Keeping up with restaurants and tapas bars in Madrid is a full-time job, believe me. I can hardly step out of the door without seeing some new place that seems to have opened overnight. While you have to try one of the traditional red-checked-tablecloths places in the city, there are some great new gourmet tapas bars - or gastrobars as they’re known - often with dishes devised by a Michelin-starred chef.
Madrid took a long time to wake up to delis, sandwich bars and the whole eat-on-the-go thing, but it is getting there now, which makes things a lot easier when you’re a tourist in town and just need a quick bite.

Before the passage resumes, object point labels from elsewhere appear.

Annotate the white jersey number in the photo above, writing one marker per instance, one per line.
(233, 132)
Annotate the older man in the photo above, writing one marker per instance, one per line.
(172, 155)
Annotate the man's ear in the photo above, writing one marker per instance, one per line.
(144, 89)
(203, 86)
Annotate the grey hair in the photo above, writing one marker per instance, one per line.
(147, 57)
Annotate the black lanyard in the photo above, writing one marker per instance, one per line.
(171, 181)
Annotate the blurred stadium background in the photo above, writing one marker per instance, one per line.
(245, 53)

When I’m eating out with friends, we usually share a few starters, even in a smart restaurant, then order a main course each. And we often share desserts too. If I’m having lunch on my own - tragic I know - I normally go for the menú del dia, which is a real bargain for around 10 euros. You usually get three courses with wine, beer, mineral water or a soft drink. The concept is aimed at people who have to get back to work, so the meal is usually served within an hour and won’t mess too much with your sightseeing schedule.

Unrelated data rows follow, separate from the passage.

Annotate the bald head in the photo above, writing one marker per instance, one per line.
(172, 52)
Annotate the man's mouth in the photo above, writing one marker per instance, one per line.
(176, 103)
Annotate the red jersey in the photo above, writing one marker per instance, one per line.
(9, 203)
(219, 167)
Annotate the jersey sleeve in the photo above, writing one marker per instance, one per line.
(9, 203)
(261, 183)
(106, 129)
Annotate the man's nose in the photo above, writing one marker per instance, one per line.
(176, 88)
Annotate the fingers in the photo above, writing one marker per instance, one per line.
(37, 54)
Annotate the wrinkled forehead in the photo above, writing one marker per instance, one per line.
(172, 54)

* The price bands given in my recommendations are for three courses without wine.
* Lunch in restaurants is usually between 1.30pm and 3.30pm, and dinner from 9.30pm-11.30pm - these are the times the kitchen is open, with the restaurant staying open at least an hour later usually. You can eat outside these times in tapas bars and cafeterias, which are bars with plenty of tables and a good selection of uncomplicated hot food on the menu.
* The word menu in Spanish means a set meal. So remember to ask for la carta.
* It is often surprisingly expensive to eat out in Madrid these days. Starters can easily cost 8-12 euros, and main courses 12-24 euros. Desserts are usually 4-6 euros. House wine is approximately 9-13 euros, and a decent bottle of Rioja or Ribera del Duero is around 18-28 euros.
* Sharing tapas is a great tradition in Madrid and good fun too. Just bear in mind that ham, seafood and cheese can be quite pricey.
* A ración is a larger portion than a tapa, usually a small plate of food.
* If you only want a glass of wine with your meal, ask for una copa de vino tinto/blanco/rosado (red, white, rose). If you’re going to have two each, however, it’s probably cheaper to get a bottle.
* Don’t overtip. Just rounding up to the next euro is fine for coffees, beers and bills under 10 euros – but a lot of locals leave nothing at all. My Spanish friends don’t tend to tip more than 5% for meals, although personally I feel more comfortable leaving a bit more than that.
* ‘Smart casual’ clothes are fine for even the fanciest restaurant.